En Chine, des fraudeurs ont compris qu'utiliser l'intelligence artificielle pour générer de fausses preuves pouvait suffire à se faire rembourser par les sites de e-commerce. Une arnaque qui se propage désormais partout dans le monde.

Une arnaque aux fausses images IA inquiète les acteurs du e-commerce. © Teacher Photo / Shutterstock
Une arnaque aux fausses images IA inquiète les acteurs du e-commerce. © Teacher Photo / Shutterstock

Un crabe à neuf pattes, ça n'existe pas. Une tasse en céramique fendue comme du papier, encore moins. Pourtant, ces images ont atterri chez des vendeurs en ligne chinois. Depuis plus d'un an et demi désormais, une nouvelle fraude se développe. Des clients génèrent, par IA, des photos de produits abîmés pour obtenir des remboursements à gogo. Les plateformes de vente en ligne peinent à détecter ces images truquées qui leur coûtent des millions. Et le phénomène prend de l'ampleur.

Quand les acheteurs font inventer à l'IA des crabes morts et des tasses déchirées

Sur RedNote, réseau social chinois, les marchands partagent leurs mésaventures. Des draps soi-disant lacérés avec des étiquettes d'expédition aux caractères incompréhensibles, des mugs fissurés en couches comme du carton... Les catégories les plus visées par les malfrats restent les produits frais, les cosmétiques discount et, évidemment, tous les articles fragiles. Pour ces marchandises, les vendeurs n'exigent généralement pas de retour avant remboursement, ce qui ouvre grand la porte aux arnaques.

Comme l'explique Wired, l'affaire Gao Jing a tout fait basculer. Cette vendeuse de crabes vivants qui exerce sur Douyin (la version chinoise de TikTok) a reçu en novembre des vidéos montrant ses crustacés arrivés morts, deux autres ayant réussi à s'échapper. Sauf que chez elle, on élève des crabes depuis plus de trente ans. Son œil expert a instantanément détecté l'arnaque derrière ces images générées par IA.

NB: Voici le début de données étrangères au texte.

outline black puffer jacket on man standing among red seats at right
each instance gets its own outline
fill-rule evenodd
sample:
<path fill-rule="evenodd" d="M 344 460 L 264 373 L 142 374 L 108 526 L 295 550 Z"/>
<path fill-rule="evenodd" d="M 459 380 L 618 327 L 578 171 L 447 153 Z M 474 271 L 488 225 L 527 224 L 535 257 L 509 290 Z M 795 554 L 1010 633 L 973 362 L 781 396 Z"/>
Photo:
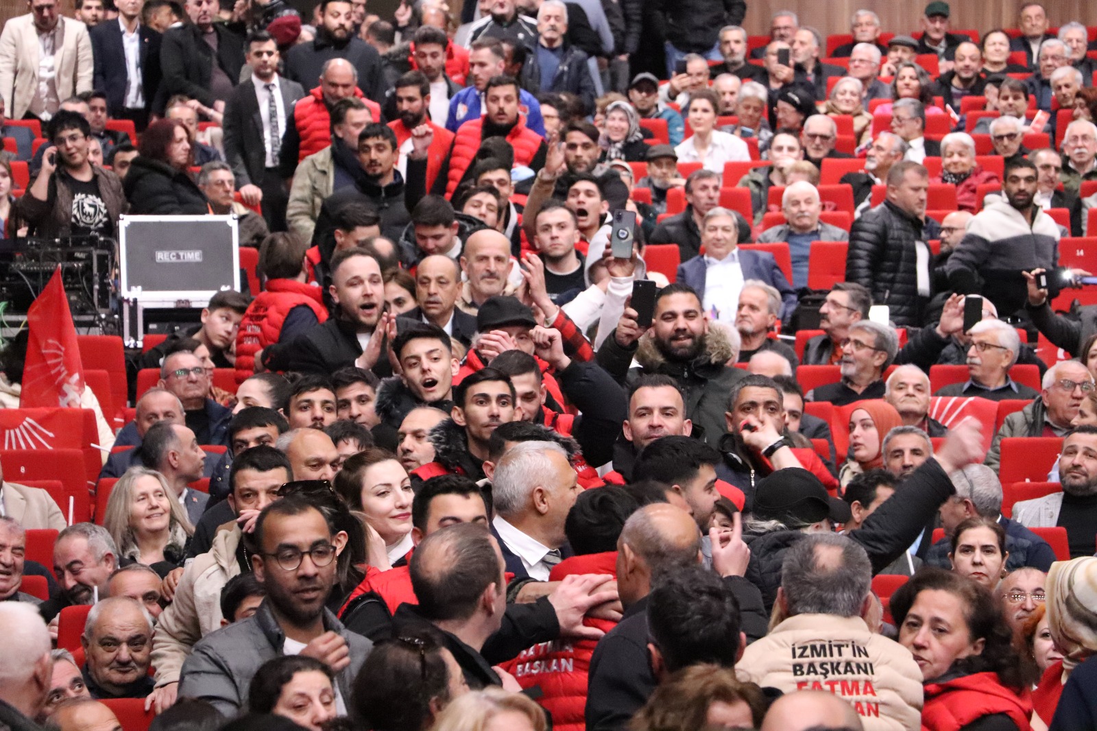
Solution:
<path fill-rule="evenodd" d="M 940 226 L 932 218 L 923 224 L 884 201 L 853 222 L 846 281 L 867 286 L 872 292 L 872 304 L 887 305 L 896 327 L 919 326 L 928 297 L 918 296 L 915 241 L 939 235 Z"/>

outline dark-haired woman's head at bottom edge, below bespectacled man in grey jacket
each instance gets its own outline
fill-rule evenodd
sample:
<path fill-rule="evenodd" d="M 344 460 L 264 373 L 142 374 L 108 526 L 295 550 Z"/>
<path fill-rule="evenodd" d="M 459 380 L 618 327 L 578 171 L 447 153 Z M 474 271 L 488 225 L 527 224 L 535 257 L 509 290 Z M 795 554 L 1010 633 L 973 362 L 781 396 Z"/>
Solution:
<path fill-rule="evenodd" d="M 248 688 L 248 710 L 273 713 L 308 731 L 321 731 L 338 715 L 331 668 L 305 655 L 269 660 L 256 672 Z"/>

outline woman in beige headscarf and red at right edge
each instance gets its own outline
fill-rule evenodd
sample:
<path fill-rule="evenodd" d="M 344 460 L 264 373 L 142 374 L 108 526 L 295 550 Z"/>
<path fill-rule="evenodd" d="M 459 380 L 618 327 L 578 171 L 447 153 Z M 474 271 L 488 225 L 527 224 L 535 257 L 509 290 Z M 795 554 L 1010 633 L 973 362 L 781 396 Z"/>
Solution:
<path fill-rule="evenodd" d="M 1044 585 L 1048 596 L 1048 629 L 1063 654 L 1052 663 L 1032 691 L 1032 723 L 1051 726 L 1059 697 L 1071 673 L 1083 661 L 1097 654 L 1097 558 L 1056 561 Z"/>

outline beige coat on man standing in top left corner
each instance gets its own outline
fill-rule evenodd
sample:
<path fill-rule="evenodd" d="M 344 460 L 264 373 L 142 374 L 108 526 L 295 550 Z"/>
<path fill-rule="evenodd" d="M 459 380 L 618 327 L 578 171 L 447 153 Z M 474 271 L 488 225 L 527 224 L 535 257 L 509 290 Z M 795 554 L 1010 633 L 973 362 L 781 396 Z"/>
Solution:
<path fill-rule="evenodd" d="M 61 18 L 64 40 L 55 55 L 57 100 L 91 91 L 91 38 L 88 26 L 71 18 Z M 38 91 L 38 34 L 31 13 L 12 18 L 0 33 L 0 93 L 4 111 L 20 120 Z"/>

« On n'a jamais vu un crabe mort avec les pattes pointées vers le haut », explique-t-elle dans une vidéo postée ensuite. Entre les deux clips envoyés par la cliente, le ratio mâles-femelles avait change mystérieusement. L'un des crabes allait même jusqu'à arborer neuf pattes, alors qu'un crabe dispose de cinq paires de pattes. La police a confirmé le faux contenu, et l'acheteuse a écopé de huit jours de détention. Ce fut la première sanction officielle d'une escroquerie aux images IA en Chine.

Une fraude en expansion, qui peut rapporter gros

Le phénomène ne s'arrête pas aux frontières chinoises. Forter, un spécialiste new-yorkais de la détection de fraudes, mesure une explosion de 15% des images IA truquées dans les demandes de remboursement depuis le mois de janvier. Son PDG, Michael Reitblat, explique que « cette tendance a commencé mi-2024, mais s'est accélérée car les outils de génération d'images sont devenus largement accessibles et incroyablement faciles à utiliser. »

Les équipes qui traitent les remboursements manquent, qui plus est, cruellement de temps pour examiner chaque cliché en détail. L'intelligence artificielle n'a ainsi même pas besoin d'atteindre la perfection absolue pour tromper des employés débordés. Une vraie opportunité pour les fraudeurs, qui s'en donnent à cœur joie.

Des groupes criminels s'organisent même pour en faire une spécialité. Michael Reitblat décrit un cas où plus d'un million de dollars ont été réclamés grâce à des images qui montraient des fissures inventées sur des ustensiles ménagers. Les demandes arrivent généralement groupées, sur une court laps de temps, pour submerger le système, avec rotation des adresses IP pour masquer les identités.

Les commerçants tentent de riposter… avec l'IA

Du côté des vendeurs, on se préparer à contre-attaquer. Un marchand chinois de jouets a montré à Wired son arme secrète, à savoir un chatbot IA qui analyse les photos suspectes pour repérer les manipulations. L'idée de départ est bonne, sauf que ces détecteurs restent très imparfaits, et les plateformes ne leur accordent que peu de crédit dans les litiges.

Michael Reitblat anticipe une réaction en chaîne, avec des retailers qui vont probablement durcir leurs politiques de retour. Les clients honnêtes, eux, risquent de trinquer et de voir l'expérience d'achat se dégrader pour tout le monde.

L'ironie de la situation saute aux yeux. Hier, les acheteurs se plaignaient des vendeurs qui utilisaient des photos trompeuses, fabriquées par l'intelligence artificielle, pour embellir leurs produits. Aujourd'hui, les rôles s'inversent, et ce sont les clients qui génèrent de fausses images pour arnaquer les commerçants. L'e-commerce vacille, d'autant que les filigranes IA restent facilement contournables.